Among the 2,280 participants, about 43 percent were male and 57 percent female. About 82 percent were living in a high-segregation neighborhood; about 12 percent were living in a medium-segregation neighborhood; and about 6 percent were living in a low-segregation neighborhood.

Almost all participants moved at least once during the follow-up and more than half moved three or more times.

SBP increased by a mean of 0.16 mm Hg with each 1-standard deviation increase in segregation score after adjusting for time and interactions of time with age, sex and field center.

Of the 1,861 participants who lived in high-segregation neighborhoods at baseline, reductions in exposure to segregation were associated with reductions in SBP. The mean differences in SBP were -1.33 mm Hg when comparing high-segregation with medium-segregation neighborhoods and -1.19 mm Hg when comparing high-segregation with low-segregation neighborhoods after adjusting for time and interactions of time with baseline age, sex and field center.

Center for Diversity and Health Equity's Perspective

The landmark Framingham Heart Study started in 1948 and continued to collect data on the characteristics associated with cardiovascular disease of its original cohort every two years until 2014, as well as their offspring.

Similar to the Framingham study, the CARDIA study maintained a high participant-retention rate for 30 years (71 percent), said Danielle Jones, M.P.H., manager of the AAFP's Center for Diversity and Health Equity.  

"The significance of the data collected as part of the CARDIA study is that its participants were more racially/ethnically diverse than the largely white population of the Framingham study, which did not enroll a racially/ethnically diverse cohort until 1994," Jones told AAFP News.

Jones also pointed out that because CARDIA participants were recruited from four locations across the country, they were more representative, making the results applicable to the general population. Lastly, she said the CARDIA study focused specifically on younger adults, ages 18-30 -- a population for which little information was previously available.

Most importantly, Jones said this study reinforces the importance of why ZIP codes matter.

She mentioned a recent CDC Morbidity and Mortality Weekly Report (MMWR) that found younger African-Americans are more likely to live with or die from conditions such as heart disease and stroke, which typically occur at older ages in whites, because of undetected risk factors.

"Family physicians should be aware that patients living in highly segregated communities may potentially be at an elevated risk for these conditions," Jones said.

As indicated in the JAMA Internal Medicine study, residential segregation, whether by systematic discrimination or differential preferences, limits access to a range of health-promoting resources and opportunities, Jones said.

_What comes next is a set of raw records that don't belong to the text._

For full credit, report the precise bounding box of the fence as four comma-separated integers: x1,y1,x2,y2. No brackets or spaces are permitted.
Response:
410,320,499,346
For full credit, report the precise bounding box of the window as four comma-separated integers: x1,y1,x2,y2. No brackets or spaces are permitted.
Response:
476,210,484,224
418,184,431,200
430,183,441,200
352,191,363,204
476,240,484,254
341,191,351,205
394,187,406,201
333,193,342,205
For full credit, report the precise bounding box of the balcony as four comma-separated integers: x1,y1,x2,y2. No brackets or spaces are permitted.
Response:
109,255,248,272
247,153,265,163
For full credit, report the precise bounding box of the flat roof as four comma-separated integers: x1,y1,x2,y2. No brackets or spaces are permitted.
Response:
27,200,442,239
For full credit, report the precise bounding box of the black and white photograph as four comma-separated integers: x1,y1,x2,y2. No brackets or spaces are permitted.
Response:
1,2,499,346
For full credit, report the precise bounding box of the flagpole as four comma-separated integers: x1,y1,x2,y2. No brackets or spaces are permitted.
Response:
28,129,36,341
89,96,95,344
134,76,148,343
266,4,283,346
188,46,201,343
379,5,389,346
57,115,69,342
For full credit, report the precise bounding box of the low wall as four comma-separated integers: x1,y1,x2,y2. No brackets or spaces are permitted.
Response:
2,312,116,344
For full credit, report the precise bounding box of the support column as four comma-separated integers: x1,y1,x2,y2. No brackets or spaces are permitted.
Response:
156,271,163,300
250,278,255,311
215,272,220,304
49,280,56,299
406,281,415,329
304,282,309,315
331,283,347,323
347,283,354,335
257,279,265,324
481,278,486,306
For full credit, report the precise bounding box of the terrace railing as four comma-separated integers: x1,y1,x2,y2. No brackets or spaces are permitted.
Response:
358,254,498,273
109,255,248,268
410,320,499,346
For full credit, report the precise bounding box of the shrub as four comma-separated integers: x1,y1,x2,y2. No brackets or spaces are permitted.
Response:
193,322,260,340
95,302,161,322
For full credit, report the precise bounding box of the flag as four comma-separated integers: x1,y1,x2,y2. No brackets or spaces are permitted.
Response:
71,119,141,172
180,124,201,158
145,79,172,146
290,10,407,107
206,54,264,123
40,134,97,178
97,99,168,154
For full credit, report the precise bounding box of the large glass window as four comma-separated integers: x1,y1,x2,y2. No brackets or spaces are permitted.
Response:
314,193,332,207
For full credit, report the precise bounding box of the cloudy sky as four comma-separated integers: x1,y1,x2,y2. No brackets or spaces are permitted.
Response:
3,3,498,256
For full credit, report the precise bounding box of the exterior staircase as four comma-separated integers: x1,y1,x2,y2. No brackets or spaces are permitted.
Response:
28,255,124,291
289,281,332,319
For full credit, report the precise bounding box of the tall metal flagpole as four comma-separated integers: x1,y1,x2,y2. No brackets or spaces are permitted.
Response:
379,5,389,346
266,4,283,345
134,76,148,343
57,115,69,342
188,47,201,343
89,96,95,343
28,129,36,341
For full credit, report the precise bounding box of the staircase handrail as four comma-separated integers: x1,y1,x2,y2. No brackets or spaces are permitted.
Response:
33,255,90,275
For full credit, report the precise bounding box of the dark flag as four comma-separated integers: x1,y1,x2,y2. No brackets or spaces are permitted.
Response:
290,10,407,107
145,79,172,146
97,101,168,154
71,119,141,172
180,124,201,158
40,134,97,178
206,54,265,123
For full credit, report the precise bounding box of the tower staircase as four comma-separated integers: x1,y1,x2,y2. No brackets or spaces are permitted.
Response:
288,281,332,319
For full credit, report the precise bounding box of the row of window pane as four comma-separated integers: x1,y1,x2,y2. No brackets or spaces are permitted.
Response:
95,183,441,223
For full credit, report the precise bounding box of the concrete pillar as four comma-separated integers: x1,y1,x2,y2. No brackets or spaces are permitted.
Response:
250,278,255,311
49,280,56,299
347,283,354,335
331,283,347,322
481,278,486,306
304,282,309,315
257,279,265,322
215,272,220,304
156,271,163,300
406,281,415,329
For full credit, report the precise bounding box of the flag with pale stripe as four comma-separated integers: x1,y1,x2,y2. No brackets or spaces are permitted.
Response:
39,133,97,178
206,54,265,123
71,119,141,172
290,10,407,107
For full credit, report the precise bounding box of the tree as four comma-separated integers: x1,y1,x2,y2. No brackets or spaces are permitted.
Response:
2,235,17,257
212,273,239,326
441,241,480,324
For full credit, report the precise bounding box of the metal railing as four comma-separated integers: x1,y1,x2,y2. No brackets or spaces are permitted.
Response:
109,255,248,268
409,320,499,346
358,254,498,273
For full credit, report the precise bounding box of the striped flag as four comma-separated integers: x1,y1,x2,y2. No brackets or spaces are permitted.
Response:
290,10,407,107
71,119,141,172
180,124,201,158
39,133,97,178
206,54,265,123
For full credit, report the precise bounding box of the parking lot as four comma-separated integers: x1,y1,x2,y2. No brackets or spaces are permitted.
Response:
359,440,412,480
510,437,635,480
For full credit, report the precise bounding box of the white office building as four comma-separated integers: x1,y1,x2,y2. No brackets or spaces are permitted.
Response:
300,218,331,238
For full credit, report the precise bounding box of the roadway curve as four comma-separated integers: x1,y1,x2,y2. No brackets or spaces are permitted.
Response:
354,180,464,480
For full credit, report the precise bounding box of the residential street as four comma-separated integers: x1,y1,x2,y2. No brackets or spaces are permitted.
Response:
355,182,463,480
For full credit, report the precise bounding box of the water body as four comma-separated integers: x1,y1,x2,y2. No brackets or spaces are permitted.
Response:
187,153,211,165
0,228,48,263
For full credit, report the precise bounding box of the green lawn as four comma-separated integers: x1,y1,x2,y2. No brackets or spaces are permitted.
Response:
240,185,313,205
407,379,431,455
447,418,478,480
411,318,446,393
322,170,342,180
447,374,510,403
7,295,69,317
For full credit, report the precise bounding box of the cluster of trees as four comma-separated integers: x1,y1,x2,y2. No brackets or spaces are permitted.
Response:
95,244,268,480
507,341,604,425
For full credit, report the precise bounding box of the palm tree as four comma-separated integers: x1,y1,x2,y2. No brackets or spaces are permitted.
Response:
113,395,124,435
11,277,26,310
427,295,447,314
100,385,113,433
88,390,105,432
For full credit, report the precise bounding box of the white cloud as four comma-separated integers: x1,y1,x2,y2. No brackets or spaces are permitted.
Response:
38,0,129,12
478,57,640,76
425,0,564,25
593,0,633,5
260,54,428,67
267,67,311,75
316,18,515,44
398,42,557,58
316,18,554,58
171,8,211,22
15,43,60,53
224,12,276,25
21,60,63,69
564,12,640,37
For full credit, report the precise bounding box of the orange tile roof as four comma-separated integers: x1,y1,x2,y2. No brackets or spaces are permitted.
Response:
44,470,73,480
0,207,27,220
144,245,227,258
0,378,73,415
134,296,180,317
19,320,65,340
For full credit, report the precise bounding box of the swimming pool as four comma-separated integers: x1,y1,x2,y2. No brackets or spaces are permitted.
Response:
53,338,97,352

"These environments may also activate the biochemical stress response, which in turn causes an increase in the systolic blood pressure or hypertension," she added.

Family Physicians Can Help

The study authors concluded by emphasizing the need to develop strategies at the policy level that improve access to resources in these areas and provide opportunities for individuals to move into communities that are more resource rich.

"Findings from our observational study suggest that social policies that minimize segregation, such as the opening of housing markets, may have meaningful health benefits, including the reduction of blood pressure," the authors said.

"FPs can be engaged with decision-makers by applying a 'Health in all Policies'(www.phi.org) approach to the development of strategies that reduce these inequities," Jones said.